Il fritto freddo è un peccato mortale, ma la temperatura sbagliata non è mai veniale

temperatura

Sbagliare è umano, servire freddo un piatto che dovrebbe essere caldo, no. Nell’etica della ristorazione, il peccato di lesa temperatura è grave e non viene mai perdonato perché è vissuto come una mancanza di rispetto, quasi un’offesa personale. Specialmente se il cliente è entrato nel ristorante proprio perché aveva voglia di un piatto che non può essere che caldo, per esempio un bel fritto di pesce oppure, ça va sans dire, di pasta, un brodo, una minestra o un risotto.
Un piatto si raffredda per più cause. Può uscire perfetto dalla cucina e languire a causa di un trasferimento al tavolo troppo lento fino. Oppure può già nascere mezzo caldo e mezzo freddo, come succede alla pasta appena scolata e condita con un sugo non adeguatamente riscaldato. A volte è lo stesso alimento a presentare al suo interno più fasce termiche distanti tra loro anche decine di gradi. Esempio: la fiorentina servita con la superficie fumante e il cuore a temperatura troppo bassa perché è stata catapultata dal frigo alla griglia senza prima essere stata portata a temperatura ambiente. Lo stesso può accadere a lasagne, timballi, sformati, ecc. Nell'ultimo decennio, sempre più spesso il piatto si raffredda a causa del tempo necessario a eseguire un esagerato food design: comporre, scomporre, ricomporre, verticalizzare, inclinare, infiorare, spruzzare, sifonare, spesso smanazzare senza un'oggettiva necessità. L’occhio godrà ma il palato soffrirà.

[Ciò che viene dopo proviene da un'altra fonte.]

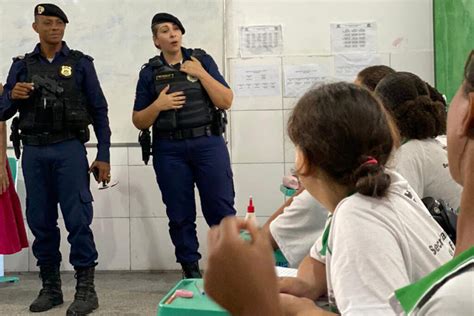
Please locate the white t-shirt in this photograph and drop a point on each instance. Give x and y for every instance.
(298, 227)
(375, 246)
(455, 297)
(424, 164)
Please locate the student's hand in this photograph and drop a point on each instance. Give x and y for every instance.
(297, 306)
(240, 274)
(193, 67)
(22, 90)
(4, 182)
(296, 287)
(102, 170)
(172, 101)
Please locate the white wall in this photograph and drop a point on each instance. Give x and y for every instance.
(130, 224)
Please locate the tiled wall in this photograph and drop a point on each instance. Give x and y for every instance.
(130, 223)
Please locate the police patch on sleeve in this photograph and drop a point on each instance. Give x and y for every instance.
(65, 71)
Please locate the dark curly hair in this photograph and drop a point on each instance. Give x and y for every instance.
(344, 131)
(369, 77)
(407, 97)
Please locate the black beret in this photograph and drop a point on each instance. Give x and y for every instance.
(49, 9)
(166, 17)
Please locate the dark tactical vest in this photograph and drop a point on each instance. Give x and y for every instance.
(198, 109)
(57, 105)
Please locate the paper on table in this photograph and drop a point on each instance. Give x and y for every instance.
(300, 78)
(347, 66)
(289, 272)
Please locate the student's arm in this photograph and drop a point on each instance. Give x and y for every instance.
(310, 281)
(221, 96)
(298, 306)
(240, 275)
(465, 223)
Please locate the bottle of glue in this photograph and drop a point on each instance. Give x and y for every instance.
(250, 216)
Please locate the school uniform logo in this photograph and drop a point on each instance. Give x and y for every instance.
(65, 71)
(165, 77)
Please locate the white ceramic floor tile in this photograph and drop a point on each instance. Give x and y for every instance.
(151, 247)
(145, 195)
(112, 239)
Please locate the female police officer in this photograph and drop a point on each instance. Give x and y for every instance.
(177, 93)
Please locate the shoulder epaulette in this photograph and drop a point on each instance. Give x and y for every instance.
(154, 62)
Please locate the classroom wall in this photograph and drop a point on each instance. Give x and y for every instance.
(130, 223)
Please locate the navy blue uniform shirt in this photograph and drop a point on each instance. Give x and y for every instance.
(146, 94)
(86, 79)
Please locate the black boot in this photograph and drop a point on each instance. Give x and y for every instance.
(85, 299)
(51, 294)
(191, 270)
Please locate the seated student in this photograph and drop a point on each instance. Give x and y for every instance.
(369, 77)
(454, 290)
(421, 159)
(380, 236)
(295, 226)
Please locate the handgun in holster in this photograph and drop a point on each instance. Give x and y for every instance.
(15, 137)
(144, 138)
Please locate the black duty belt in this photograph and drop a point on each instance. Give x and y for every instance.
(42, 139)
(184, 133)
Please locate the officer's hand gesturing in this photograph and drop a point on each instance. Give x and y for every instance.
(102, 171)
(193, 68)
(21, 90)
(171, 101)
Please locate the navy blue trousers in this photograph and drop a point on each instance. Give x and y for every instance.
(58, 173)
(179, 164)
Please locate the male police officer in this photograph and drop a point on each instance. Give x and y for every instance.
(58, 95)
(178, 93)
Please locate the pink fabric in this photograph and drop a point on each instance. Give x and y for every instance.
(12, 227)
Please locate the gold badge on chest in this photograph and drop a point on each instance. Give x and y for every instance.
(65, 71)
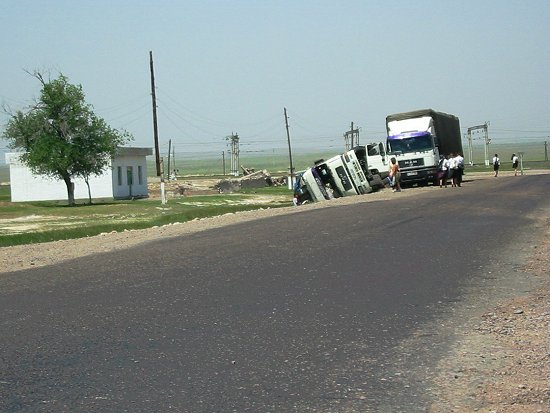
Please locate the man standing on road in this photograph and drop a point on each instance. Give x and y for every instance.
(515, 162)
(496, 164)
(459, 171)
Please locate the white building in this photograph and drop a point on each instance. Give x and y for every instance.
(126, 178)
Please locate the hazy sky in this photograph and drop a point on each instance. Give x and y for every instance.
(232, 65)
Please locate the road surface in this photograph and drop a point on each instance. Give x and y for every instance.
(332, 309)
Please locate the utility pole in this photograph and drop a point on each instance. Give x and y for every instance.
(234, 139)
(351, 138)
(485, 128)
(155, 129)
(291, 169)
(169, 153)
(174, 161)
(470, 148)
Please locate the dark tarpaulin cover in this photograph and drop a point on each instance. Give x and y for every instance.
(447, 128)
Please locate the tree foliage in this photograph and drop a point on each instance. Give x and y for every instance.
(61, 137)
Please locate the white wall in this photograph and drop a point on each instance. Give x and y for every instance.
(26, 186)
(122, 166)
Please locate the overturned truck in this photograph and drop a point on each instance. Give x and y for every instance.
(355, 172)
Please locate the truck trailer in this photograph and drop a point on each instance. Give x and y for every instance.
(417, 139)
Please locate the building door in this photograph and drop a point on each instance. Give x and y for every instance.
(130, 179)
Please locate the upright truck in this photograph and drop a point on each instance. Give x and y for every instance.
(418, 138)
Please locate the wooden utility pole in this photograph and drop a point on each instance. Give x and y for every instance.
(155, 130)
(291, 183)
(155, 125)
(351, 138)
(169, 153)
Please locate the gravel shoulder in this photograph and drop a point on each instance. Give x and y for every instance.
(498, 360)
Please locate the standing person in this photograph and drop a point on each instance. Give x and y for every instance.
(496, 164)
(459, 169)
(395, 175)
(452, 168)
(442, 171)
(515, 162)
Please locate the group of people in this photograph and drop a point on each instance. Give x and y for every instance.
(450, 167)
(496, 164)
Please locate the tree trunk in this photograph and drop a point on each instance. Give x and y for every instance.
(70, 190)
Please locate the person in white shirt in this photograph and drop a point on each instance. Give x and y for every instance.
(443, 171)
(452, 168)
(459, 170)
(496, 164)
(515, 162)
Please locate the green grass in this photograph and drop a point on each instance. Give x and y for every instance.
(35, 222)
(49, 221)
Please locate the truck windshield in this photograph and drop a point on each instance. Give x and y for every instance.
(410, 142)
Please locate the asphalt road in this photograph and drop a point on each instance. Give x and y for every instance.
(298, 313)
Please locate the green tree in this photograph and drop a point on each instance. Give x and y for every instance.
(61, 137)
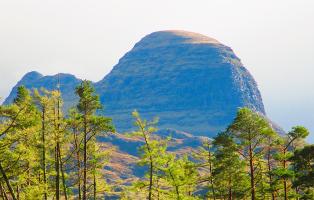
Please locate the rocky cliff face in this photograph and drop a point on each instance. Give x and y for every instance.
(191, 82)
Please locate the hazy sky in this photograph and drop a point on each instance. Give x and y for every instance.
(273, 38)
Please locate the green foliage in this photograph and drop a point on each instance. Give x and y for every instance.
(45, 155)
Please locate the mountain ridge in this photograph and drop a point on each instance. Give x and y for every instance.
(192, 82)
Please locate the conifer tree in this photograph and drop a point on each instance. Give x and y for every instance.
(92, 125)
(250, 131)
(17, 120)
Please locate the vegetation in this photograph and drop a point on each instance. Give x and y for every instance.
(48, 155)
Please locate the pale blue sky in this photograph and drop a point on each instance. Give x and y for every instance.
(273, 38)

Cara ristoratrice, caro ristoratore, se tua madre/moglie/marito o i tuoi amici ti servono un piatto di spaghetti al pomodoro freddi, pensi tutto questo gran bene della loro cucina? Figurati cosa può pensare il tuo cliente ristorante che spende per quel piatto molto più che a casa e paga anche il servizio. Il probelma non è di qielli facili ma va risolto, anche con l'aiuto della tecnologia che aiuta con gli armadi scaldapiatti capaci di contenere fino a un centinaio di piatti e di scaldarli fino a 90°C.